Juskenas presented himself as a professional chocolatier but acted more like a kitchen assistant, it seemed to Blazhenko, handling customer deliveries. He veered between grand plans — opening a Paris branch of SugarFall — and frustration with his staff.
Signs of trouble arose in early 2023. Balwierz began receiving complaints from the staff: that Juskenas made racist and homophobic jokes, that he monitored workers via CCTV, texting them about their movements while out of the room. A barista quit that August, citing the “uncomfortable work environment” he had created.
These incidents seemed to happen when Balwierz wasn’t there. Juskenas dismissed them as miscommunications. SugarFall denies the allegations, saying claims of inappropriate remarks are “entirely untrue” and that no formal complaints were raised.

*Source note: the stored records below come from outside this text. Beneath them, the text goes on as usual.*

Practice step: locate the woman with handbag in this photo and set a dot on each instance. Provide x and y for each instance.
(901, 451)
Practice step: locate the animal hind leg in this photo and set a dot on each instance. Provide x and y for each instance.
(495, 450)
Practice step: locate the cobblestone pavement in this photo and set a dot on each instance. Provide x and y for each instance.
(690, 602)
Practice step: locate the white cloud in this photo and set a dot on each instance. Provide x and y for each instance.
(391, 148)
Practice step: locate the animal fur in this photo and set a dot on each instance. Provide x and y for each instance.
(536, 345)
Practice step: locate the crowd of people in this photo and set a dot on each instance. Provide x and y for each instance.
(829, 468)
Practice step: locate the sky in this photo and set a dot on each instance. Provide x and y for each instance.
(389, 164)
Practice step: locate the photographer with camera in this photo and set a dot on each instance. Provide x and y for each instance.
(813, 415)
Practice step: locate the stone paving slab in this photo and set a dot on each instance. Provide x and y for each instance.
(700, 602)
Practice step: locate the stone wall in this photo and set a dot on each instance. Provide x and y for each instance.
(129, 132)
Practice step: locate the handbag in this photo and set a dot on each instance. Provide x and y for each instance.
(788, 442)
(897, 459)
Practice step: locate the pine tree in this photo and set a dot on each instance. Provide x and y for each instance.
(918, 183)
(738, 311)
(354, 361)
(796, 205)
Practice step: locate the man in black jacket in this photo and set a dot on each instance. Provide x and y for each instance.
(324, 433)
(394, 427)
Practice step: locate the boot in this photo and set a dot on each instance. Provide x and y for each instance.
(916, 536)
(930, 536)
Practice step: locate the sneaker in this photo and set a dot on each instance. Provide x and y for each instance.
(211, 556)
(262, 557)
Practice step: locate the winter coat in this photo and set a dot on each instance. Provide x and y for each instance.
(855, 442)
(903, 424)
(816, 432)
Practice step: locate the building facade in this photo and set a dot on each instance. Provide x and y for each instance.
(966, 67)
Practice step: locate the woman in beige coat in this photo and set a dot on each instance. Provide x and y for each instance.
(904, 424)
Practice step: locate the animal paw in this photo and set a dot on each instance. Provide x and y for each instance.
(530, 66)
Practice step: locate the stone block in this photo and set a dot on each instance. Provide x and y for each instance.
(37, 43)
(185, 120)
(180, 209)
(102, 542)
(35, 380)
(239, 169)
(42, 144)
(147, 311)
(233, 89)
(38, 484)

But strain continued to show. On Balwierz ’s birthday day off in October 2023, texts began coming in from the bakery: another mini-crisis. An afternoon tea order had failed to go out for a big Glasgow city council event. Balwierz had assured the customer it would arrive in time; now she knew they’d never be back. Juskenas blamed Blazhenko, the only pastry chef on duty, for the mishap, saying she hadn’t helped with the prep. Blazhenko told a different story: she’d completed most of the order, while Juskenas held up the show, returning late with ingredients and not pulling his weight.
Balwierz didn’t know what to think. When Juskenas arrived at work, she pulled him into the kitchen with Blazhenko and asked, point blank, “What’s the truth?”